Aux confins de l’Hérault et du Gard se trouve le Domaine de Sigalière. Une exploitation viticole d’un peu plus de 15 hectares dont André Moulière est le fier gardien.
Au cours d’une entrevue, par un après-midi de printemps, j’ai eu la chance de découvrir son univers et sa philosophie. C’est cette rencontre et sa passion que je vais tenter de vous transmettre.
Ce fils de berger cévenol était en effet « venu à la ville » pour exercer son métier d’électricien mais après peu de temps il a effectué son « retour à la terre ». En travaillant ça et là il a peu à peu appris le métier de viticulteur, « au contact des gens ». Puis dans les années 70 il passe le cap, prend des vignes en fermage et plus tard achète le Domaine de Sigalière. Les raisins sont amenés à la cave coopérative jusqu’en 2002 où, fort de plusieurs années d’expérience, il vinifie et élève lui-même ses vins au domaine.
Ses vins ce sont un peu ses enfants. D’ailleurs ses vignes il les conduit en bon père de famille : en les accompagnant suffisamment mais surtout en souhaitant leur indépendance.
Quand on lui demande ce que veut dire « bien travailler sa vigne ? » il répond que c’est d’intervenir le moins possible. Et c’est ce qu’André tâche d’appliquer, à la vigne comme en cave, afin de « laisser s’exprimer le terroir ». La technique, la mécanisation ou les traitements contre les maladies c’est le minimum et surtout ce n’est pas systématique : « j’observe, je préviens et parfois il faut agir… » Assez nature en somme : « pas d’engrais chimique, pas d’herbicide, pas d’insecticide ».

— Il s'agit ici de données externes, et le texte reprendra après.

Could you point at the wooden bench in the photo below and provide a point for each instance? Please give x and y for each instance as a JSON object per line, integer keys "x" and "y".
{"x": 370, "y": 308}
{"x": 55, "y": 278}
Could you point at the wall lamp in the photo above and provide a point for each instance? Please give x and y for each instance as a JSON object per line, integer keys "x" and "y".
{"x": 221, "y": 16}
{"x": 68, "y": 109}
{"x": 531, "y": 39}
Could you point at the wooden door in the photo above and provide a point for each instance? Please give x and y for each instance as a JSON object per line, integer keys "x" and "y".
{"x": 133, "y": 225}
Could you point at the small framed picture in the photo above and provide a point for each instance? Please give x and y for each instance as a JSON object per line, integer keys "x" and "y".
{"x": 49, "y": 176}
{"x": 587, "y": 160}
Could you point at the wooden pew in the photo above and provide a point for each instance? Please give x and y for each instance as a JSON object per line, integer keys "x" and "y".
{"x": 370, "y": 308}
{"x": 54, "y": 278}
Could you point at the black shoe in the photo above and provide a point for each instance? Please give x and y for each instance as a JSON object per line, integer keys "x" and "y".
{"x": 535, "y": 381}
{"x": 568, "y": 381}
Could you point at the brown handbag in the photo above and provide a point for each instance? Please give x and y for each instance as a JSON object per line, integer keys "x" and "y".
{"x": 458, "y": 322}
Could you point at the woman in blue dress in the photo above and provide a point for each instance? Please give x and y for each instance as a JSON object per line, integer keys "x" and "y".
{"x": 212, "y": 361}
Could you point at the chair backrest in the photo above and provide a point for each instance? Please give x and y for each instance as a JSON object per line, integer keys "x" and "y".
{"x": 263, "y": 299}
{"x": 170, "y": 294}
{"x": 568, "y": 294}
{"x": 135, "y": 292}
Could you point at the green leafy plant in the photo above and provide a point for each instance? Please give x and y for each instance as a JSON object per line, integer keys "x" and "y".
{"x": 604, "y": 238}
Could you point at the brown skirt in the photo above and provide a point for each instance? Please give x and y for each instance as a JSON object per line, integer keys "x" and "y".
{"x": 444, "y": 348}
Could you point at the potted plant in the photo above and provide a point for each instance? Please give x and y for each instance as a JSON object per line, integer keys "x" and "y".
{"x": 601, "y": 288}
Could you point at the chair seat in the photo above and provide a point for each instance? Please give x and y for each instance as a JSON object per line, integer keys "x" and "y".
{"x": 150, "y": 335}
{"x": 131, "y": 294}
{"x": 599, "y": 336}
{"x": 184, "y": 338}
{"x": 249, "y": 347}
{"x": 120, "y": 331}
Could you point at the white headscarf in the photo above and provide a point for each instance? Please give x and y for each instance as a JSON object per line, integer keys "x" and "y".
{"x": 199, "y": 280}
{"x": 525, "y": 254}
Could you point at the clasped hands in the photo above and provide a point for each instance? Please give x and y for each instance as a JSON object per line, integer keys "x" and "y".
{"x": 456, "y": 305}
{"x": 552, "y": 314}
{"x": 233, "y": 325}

Mais si on lui parle de bio, de production intégrée ou raisonnée il répond que c’est du marketing. « Je fais ce que je dis et je dis ce que je fais, c’est tout » dit-il pour reprendre le célèbre adage. « Si une année la pression des maladies est plus forte, je n’hésiterait pas à faire un traitement de plus ». Mais parfois, lorsque les conditions le permettent, il traite au minimum. Comme lors du millésime 2007 où seuls trois passages ont été effectués alors que la moyenne en viticulture se situe plutôt au-delà de six traitements.
Le terroir et la typicité il les obtient grâce à la recherche d’un équilibre et au respect de l’intégrité de ses sols, des raisins et du vin. Pour lui il y a de bons terroirs partout, mais pas toujours de bons vignerons. « Il faut savoir les exploiter, en évitant la productivité et l’abus de technique. Le plus dur c’est de se retenir d’intervenir. Parfois on est tenté de s’interposer avec ce qui se fait naturellement. C’est ce que j’essaie d’éviter. »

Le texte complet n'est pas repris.